* This content was produced in Russia where the law restricts coverage of Russian military operations in Ukraine.
MOSCOW, July 6 (Reuters) - Prices rose across the Russian economy in the week to July 1 for the first time since late May when a surging rouble and a drop in consumer demand led Russia to record weekly deflation, data published on Wednesday showed.
Russia's consumer price index rose 0.23% during the seven-day period, the Rosstat state statistics service said - an increase from its flat reading a week earlier and three consecutive weeks of falling prices in late May and early June.
So far this year, prices have jumped 11.77%, Rosstat said, far above the central bank's inflation target of 4%.
Russia saw weekly inflation hit a two-decade high of 2.22% in early March after it sent troops into Ukraine - a move which triggered unprecedented economic sanctions from the West, putting pressure on Russian households already struggling after almost a decade of stagnant or falling wages.

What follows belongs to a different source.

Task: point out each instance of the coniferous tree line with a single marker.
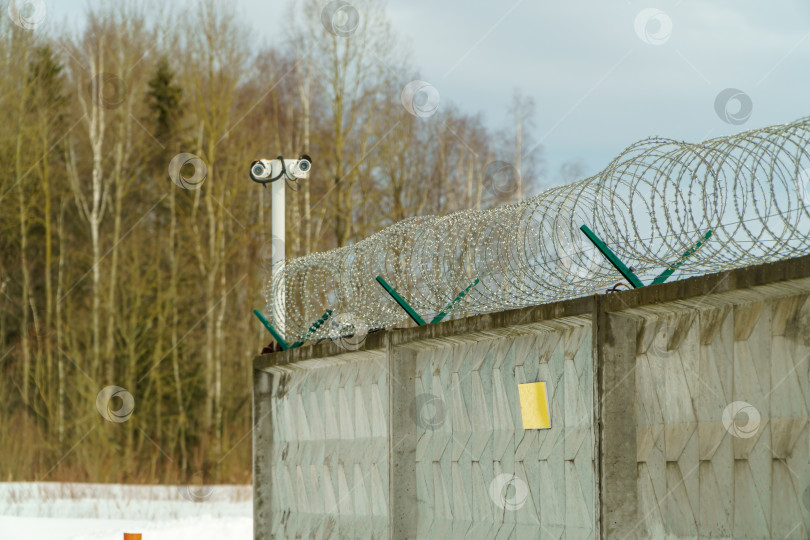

An emergency interest rate hike to 20% and strict capital controls helped pushed the Russian rouble to multi-year highs, ushering in a rare bout of deflation across the economy in June, but spooking policymakers who feared the strong currency was hurting Russia's export-reliant economy.
The central bank has since cut interest rates to 9.5% - the same as before Moscow launched what it calls its "special military operation" in Ukraine - and relaxed some capital controls.
Poorer access to goods, severe disruption to supply chains, an exodus of Western firms and sanctions on the import of crucial equipment and technology could push the Russian economy into its worst economic downturn since the mid-1990s. (Reporting by Reuters Editing by Bernadette Baum)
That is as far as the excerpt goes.